In March 2024, the number of international student enrolments in Australia hit a new record of almost 750,000 — a 16 percent increase on the same period in 2019.
Almost 60 percent of enrolments were from just five countries: China (22 percent); India (17 percent); Nepal (8 percent); Philippines (5 percent); and Vietnam (5 percent).
Foreign student money mules may be legitimate or illegitimate holders of Australian student visas, AUSTRAC said.
Legitimate visa holders are typically paid between A$200 ($132) and A$500 ($330) to hand over access to their account and identity, plus a 10 percent commission for each transaction in their name.
This type of mule may be recruited through online platforms such as social media, video games, chat forums and advertisements. By using these channels, recruiters also give their activities a veneer of legitimacy.
AUSTRAC also notes that some mules with legitimate visas are recruited by “trusted insiders” who have access to business systems, either in Australia or overseas, such as migration agents or staff who assist students with visa applications.
Illegitimate visa holders are those who come to Australia disguised as foreign students but who have “no intention of studying”.
This type of mule has already been recruited before they leave their home country, and upon arrival in Australia, they will set up multiple accounts with financial service providers, which will be used for money laundering purposes after leaving Australia.
Scams, cash, companies and crypto
The number one mule activity flagged by AUSTRAC is the use of accounts and identity to facilitate electronic funds transfers. Having access to multiple mule accounts allows organised crime networks to circumvent daily transaction limits that are imposed on individual accounts.
AUSTRAC notes that students who become money mules in Australia will have “significant funds” flowing through their accounts, relative to the average student.
“These individuals have no declared income, and the funds received are disproportionate to their profile and unable to be accounted for by educational or familial support,” the regulator said.
Some mules are closely tied to Australia’s thriving marketplace for fraud and scams. For example, the guidance includes a case study of a woman in Melbourne who lost almost A$300,000 ($200,000) to a bank staff impersonation scam.
The scammed funds were transferred to 11 mule accounts, most of which belonged to Indian students who had already left Australia.
Their accounts were under the control of members of an organised crime group, who used them to withdraw the funds from ATMs.
Other mules are asked to register shell companies and name themselves as “straw” directors. The shell company is then used to open business accounts to launder illicit funds.
Companies registered in this way are typically registered to a residential address, have no online presence and very few business-related expenses, such as payroll and taxes.
Another typology involves money mules opening crypto exchange accounts or using casino services on behalf of organised crime networks.
A growing concern for regulators
Australia is not the only jurisdiction urging its financial sector to take action against money mules.
In March this year, the UK Home Office published a 22-point plan to fight money mules and financial exploitation, focused on illicit fund flows using bank accounts and crypto exchanges.
In 2023, according to fraud prevention organisation Cifas, around 37,000 UK bank accounts displayed behaviour associated with money muling.

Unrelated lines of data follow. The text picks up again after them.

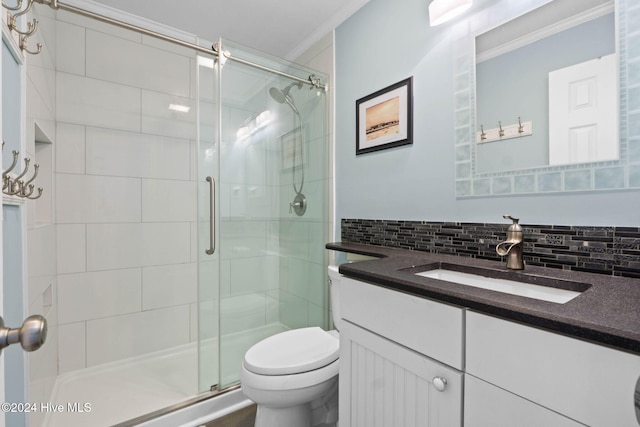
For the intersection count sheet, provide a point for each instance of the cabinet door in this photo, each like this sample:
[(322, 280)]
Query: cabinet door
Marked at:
[(586, 382), (384, 384), (487, 405)]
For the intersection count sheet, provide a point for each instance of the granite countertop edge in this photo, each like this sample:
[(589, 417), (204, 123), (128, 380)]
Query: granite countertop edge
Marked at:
[(607, 313)]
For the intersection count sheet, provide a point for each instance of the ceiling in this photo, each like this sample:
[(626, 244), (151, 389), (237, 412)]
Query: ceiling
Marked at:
[(284, 28)]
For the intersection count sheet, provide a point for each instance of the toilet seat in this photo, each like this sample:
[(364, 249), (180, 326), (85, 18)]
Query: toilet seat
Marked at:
[(293, 352)]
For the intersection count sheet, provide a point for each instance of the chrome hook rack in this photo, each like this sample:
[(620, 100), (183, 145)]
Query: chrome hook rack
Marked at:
[(16, 185), (12, 23)]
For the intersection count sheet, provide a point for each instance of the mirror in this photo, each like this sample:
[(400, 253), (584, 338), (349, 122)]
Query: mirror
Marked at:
[(513, 94), (556, 68)]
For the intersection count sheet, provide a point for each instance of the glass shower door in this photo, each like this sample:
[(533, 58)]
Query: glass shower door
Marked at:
[(268, 271), (208, 203)]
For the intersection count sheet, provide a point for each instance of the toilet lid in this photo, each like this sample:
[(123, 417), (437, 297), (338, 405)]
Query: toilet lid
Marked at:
[(292, 352)]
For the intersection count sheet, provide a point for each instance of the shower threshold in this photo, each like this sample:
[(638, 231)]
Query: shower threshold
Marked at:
[(130, 391)]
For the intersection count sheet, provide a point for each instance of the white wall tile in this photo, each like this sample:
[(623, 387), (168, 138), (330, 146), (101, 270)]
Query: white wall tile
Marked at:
[(86, 198), (167, 201), (40, 243), (250, 275), (112, 152), (70, 48), (242, 312), (94, 24), (125, 62), (166, 243), (114, 338), (71, 248), (84, 296), (71, 347), (93, 102), (69, 148), (157, 119), (169, 285), (114, 246)]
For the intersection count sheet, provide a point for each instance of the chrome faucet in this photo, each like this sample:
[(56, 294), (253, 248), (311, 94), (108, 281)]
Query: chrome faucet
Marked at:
[(512, 247)]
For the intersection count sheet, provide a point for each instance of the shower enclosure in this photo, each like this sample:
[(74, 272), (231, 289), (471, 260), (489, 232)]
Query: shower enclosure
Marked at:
[(176, 219)]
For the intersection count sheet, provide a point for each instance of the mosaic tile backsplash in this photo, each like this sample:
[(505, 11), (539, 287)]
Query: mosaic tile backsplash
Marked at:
[(603, 250)]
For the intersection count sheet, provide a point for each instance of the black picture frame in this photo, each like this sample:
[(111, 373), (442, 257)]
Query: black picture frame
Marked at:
[(384, 119)]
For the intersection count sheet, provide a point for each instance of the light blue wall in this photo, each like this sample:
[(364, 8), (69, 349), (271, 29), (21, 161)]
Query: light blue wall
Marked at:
[(383, 43)]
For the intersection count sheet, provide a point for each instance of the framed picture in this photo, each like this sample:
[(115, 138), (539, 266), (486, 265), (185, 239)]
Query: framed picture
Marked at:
[(384, 119)]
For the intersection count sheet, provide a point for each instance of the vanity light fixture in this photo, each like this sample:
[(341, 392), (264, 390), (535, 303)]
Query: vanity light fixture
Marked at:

Among individuals who were identified as money mules, about 23 percent were under age of 21 and 65 percent were under the age of 30.

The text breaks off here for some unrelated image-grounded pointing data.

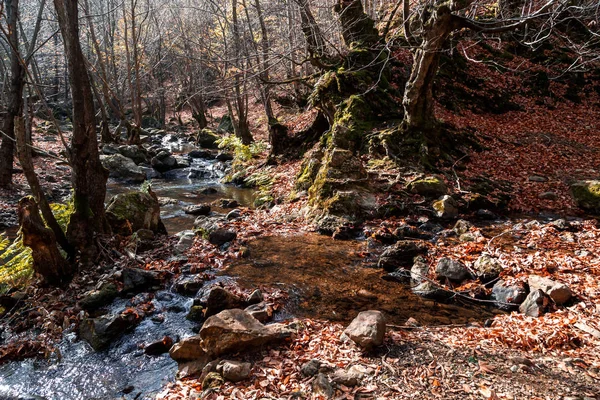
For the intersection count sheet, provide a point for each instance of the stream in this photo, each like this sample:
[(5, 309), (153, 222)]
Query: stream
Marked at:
[(324, 278)]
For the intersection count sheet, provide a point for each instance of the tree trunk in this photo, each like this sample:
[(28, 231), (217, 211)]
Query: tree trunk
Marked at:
[(15, 95), (47, 260), (89, 176)]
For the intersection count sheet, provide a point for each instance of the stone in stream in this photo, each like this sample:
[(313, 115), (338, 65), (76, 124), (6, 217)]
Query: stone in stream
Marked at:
[(123, 168), (558, 292), (452, 270), (104, 295), (367, 330), (508, 296), (401, 254), (221, 236), (536, 304), (236, 330)]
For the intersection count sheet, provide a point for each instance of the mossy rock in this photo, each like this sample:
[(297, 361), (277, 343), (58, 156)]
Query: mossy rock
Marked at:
[(587, 195), (129, 212), (207, 139), (432, 186)]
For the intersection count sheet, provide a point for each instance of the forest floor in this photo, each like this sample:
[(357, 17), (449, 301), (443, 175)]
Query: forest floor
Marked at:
[(501, 356)]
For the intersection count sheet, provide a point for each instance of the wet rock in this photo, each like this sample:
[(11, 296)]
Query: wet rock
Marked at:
[(487, 268), (202, 209), (159, 347), (234, 371), (212, 381), (132, 211), (558, 291), (138, 280), (196, 314), (446, 207), (221, 236), (432, 186), (430, 290), (367, 329), (237, 330), (223, 156), (220, 299), (260, 311), (100, 297), (322, 387), (508, 296), (536, 304), (452, 270), (133, 152), (189, 349), (461, 227), (123, 168), (102, 331), (419, 271), (310, 368), (401, 254)]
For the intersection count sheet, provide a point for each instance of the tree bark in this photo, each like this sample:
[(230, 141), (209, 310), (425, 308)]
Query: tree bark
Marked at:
[(47, 260), (89, 176), (15, 95)]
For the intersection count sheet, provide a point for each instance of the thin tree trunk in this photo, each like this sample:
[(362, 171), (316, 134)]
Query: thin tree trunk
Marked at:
[(15, 95)]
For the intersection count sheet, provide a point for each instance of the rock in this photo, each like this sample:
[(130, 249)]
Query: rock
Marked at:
[(461, 227), (587, 195), (234, 371), (487, 268), (220, 299), (431, 186), (221, 236), (159, 347), (446, 207), (138, 280), (132, 152), (102, 331), (237, 330), (132, 211), (548, 196), (401, 254), (452, 270), (419, 271), (212, 381), (202, 209), (537, 178), (196, 314), (558, 291), (430, 290), (223, 156), (123, 168), (100, 297), (322, 387), (536, 304), (233, 214), (367, 329), (508, 296), (189, 349), (260, 311), (310, 368)]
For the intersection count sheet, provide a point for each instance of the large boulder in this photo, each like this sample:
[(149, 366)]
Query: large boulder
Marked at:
[(129, 212), (401, 254), (367, 330), (558, 291), (123, 168), (236, 330), (452, 270), (587, 195), (102, 331), (135, 153), (508, 296)]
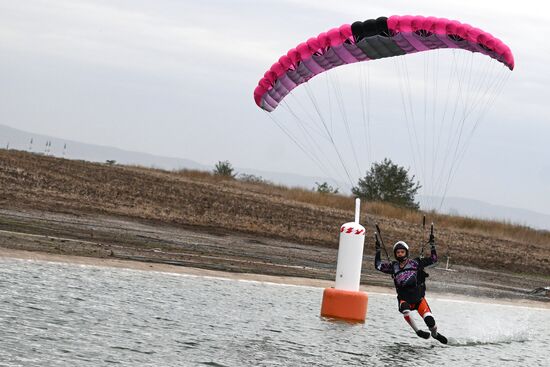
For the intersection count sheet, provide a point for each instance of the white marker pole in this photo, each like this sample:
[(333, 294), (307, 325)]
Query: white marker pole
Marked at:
[(350, 253), (357, 210)]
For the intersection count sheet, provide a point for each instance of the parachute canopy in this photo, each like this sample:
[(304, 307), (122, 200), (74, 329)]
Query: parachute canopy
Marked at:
[(370, 40)]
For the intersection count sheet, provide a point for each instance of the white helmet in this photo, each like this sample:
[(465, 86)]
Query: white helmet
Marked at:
[(401, 245)]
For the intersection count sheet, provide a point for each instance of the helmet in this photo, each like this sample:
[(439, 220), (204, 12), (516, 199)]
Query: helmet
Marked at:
[(401, 245)]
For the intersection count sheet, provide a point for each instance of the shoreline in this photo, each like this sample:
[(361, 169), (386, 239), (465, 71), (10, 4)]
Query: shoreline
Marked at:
[(6, 253)]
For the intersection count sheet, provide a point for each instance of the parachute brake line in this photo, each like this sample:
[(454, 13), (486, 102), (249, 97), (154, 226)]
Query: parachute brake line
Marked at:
[(422, 237), (378, 235), (426, 242)]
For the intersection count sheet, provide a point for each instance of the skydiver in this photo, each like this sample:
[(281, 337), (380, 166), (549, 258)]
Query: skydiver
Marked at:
[(409, 279)]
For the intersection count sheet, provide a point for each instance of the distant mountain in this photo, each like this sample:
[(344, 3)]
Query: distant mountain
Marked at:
[(21, 140), (479, 209)]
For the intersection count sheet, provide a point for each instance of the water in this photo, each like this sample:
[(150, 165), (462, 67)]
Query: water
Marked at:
[(73, 315)]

Peter Taylor, fraud protection consultant and former criminal investigations officer at Greater Manchester Police, said the global climate on money mules is “tightening up” in response to new patterns of fraud.
“The growth in fraud and the use of methods such as bank impersonation and pig butchering mean that lots more mules are needed,” he told Vixio. “This change in tactics by criminals also reduces the expertise needed to participate in cyber fraud.”
Moreover, scammed funds are now leaving Western countries, whereas in the past, they would be more likely to be entering. This has forced banks and regulators to act.
“Now the heavy lifting is left to the banks, and they ban the mules from having accounts, which can be devastating for the mule,” he said.
“One positive is that a more holistic view is developing that some mules are victims too, so a lot can be achieved by educating them, with a big focus on students.”